Intel launches Ivy Bridge chips
Intel has launched its latest processors, dubbed Ivy Bridge.
The processor architecture promises better performance using less power. Intel claims Ivy Bridge will offer a 20% processing boost with a 20% cut to power use.
Ivy Bridge is a die shrink to the 22nm manufacturing process, in keeping with Intel’s “tick tock” release cycle that sees a new architecture developed and then shrunk down every two years.
Ivy Bridge comes with some new features, notably its tri-gate transistor technology, which features a “3D design” that cuts power leakage. The processors also introduce the new HD Graphics 2500 and 4000 cores, which support DirectX 11 and Open GL 3.1.

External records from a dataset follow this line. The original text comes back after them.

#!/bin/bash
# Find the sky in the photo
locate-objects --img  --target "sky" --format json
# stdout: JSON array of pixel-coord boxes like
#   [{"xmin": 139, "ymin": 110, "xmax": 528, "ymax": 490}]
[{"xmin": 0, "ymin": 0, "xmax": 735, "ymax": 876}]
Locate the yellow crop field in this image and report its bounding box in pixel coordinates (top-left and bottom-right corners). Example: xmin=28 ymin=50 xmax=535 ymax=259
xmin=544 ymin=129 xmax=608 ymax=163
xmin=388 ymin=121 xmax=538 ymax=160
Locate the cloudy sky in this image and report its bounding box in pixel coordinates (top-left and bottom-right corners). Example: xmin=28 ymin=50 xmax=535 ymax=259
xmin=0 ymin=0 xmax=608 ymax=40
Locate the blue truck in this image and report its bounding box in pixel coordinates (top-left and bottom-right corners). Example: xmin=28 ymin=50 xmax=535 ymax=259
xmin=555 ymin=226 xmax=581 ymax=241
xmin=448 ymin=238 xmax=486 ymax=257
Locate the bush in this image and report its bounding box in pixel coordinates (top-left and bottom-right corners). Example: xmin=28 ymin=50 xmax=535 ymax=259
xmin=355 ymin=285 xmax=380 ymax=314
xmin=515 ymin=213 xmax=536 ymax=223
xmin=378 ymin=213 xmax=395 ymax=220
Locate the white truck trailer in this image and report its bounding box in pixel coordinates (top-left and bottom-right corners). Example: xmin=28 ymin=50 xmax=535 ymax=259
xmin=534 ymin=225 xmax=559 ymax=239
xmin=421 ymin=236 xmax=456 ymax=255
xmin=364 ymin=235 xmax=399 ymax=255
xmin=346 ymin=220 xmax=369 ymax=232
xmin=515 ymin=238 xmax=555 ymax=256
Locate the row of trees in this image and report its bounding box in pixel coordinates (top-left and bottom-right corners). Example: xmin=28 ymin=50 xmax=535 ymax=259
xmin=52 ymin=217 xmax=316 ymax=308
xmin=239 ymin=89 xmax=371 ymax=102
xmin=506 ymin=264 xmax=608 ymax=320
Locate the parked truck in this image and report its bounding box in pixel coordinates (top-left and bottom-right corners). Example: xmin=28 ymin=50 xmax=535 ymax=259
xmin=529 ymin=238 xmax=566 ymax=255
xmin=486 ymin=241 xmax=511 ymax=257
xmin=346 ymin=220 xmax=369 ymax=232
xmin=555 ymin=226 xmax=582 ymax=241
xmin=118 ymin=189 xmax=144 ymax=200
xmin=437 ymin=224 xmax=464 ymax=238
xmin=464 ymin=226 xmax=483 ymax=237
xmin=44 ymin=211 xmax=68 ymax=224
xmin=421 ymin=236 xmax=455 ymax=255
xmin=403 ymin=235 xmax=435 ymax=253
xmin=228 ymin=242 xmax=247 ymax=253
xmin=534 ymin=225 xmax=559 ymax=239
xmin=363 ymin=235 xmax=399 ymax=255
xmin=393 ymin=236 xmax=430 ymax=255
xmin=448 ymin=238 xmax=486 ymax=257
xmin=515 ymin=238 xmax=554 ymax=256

Ivy Bridge is expected to help boost Ultrabooks, the thin ultraportable laptops Intel has invested $300m in developing alongside manufacturers. Intel has already said 75 Ivy Bridge Ultrabooks are in the works, and told the BBC that 300 mobile products and 270 desktops using the chips were in development.
Intel unveiled 13 quad-core processors, primarily for desktops, while the rest – including those for Ultrabooks – won’t arrive until “later this spring”.
The chip maker also promised plenty of supply, saying it was the firm’s “fastest ramp ever”.